The global desalination market was valued at $14.5 billion in 2021 and is expected to reach $35.5 billion by 2030. Desalination facilities are, at the moment, mainly situated in Southwest Asia, with significant clusters in Australia, China, and the United States. Global desalination demands are expected to reach 266 million cubic meters per day by 2050. To meet the demand, it will be required to make a significant increase in the deployment of desalination facilities worldwide. Therefore, the private British-based maritime and technology innovation company CORE POWER has been working on the idea to “partner desalination technology with the next generation of nuclear reactors,” according to its April 11, 2022 report “The Future of Water: Nuclear Powered, Floating Water Desalination.”

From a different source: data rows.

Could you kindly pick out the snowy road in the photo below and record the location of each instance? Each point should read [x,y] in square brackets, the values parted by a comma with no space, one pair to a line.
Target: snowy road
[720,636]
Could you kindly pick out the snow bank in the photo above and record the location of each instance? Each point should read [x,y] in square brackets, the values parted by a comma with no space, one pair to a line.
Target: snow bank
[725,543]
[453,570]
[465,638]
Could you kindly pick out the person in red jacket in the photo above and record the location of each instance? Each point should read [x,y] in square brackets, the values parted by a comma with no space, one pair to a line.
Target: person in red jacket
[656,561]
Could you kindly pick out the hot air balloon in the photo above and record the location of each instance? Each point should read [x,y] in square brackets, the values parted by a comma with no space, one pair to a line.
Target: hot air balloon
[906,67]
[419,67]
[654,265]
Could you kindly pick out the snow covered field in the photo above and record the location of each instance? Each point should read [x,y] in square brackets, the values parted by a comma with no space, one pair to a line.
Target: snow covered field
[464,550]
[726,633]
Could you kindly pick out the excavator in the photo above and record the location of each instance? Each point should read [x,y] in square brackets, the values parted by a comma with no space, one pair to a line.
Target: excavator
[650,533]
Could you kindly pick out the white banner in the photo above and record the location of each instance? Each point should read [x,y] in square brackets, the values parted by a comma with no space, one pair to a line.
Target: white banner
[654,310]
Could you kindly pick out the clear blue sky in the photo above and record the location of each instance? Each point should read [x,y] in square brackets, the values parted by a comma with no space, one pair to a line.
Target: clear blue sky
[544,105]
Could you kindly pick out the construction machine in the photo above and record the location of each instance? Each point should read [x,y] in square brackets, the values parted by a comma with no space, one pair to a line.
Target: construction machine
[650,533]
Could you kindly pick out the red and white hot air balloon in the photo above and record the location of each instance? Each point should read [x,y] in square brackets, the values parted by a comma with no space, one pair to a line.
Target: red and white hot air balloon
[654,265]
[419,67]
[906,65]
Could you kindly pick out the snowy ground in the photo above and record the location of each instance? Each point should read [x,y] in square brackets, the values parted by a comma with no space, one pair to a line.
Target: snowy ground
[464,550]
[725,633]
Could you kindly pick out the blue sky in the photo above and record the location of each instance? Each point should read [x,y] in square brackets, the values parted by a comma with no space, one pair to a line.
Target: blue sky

CORE POWER has designed “nuclear-powered floating desalination structures based on existing ship hulls…. The next generation of nuclear reactors such as the molten salt reactors (MSR) and heat pipe reactors (HPR) present a step-change in nuclear safety and security. Both these reactors are low-pressure systems vastly reducing the risks of contact with radioactive material. They are also small enough to use modular shipyard construction, decreasing build time and cost. These reactors, having both modularity and walk away safety by design, will be able to provide cheaper and safer nuclear power.… The first using a molten salt reactor producing 80 MW of electricity could provide a maximum of 450,000 per cubic meters of drinkable water per day, in a Panamax size hull. Smaller deployments using a heat pipe reactor with a power of 10 MW could produce up to 60,000 m³ of water per day in a feeder type hull.”
CORE POWER modeling calculated that these facilities could create freshwater at a cost of $0.7 per cubic meter, a 23% reduction from current costs.
Besides providing water and electricity to islands and coastal cities, “floating desalination will also be able to play an important role in disaster relief scenarios where the provision of clean water and electricity could vastly reduce human suffering.… There are currently 3.6 billion people globally suffering from water scarcity—the CORE POWER concept could help bring this down, saving and improving lives globally.”
CORE POWER is in the process of developing a floating nuclear power plant featuring molten chloride fast reactors in collaboration with TerraPower, Southern Company from the U.S. and Orano of France, a nuclear fuel cycle company. A demonstration reactor is planned for 2026 with the aim to commercialize the vessel product by the start of the next decade.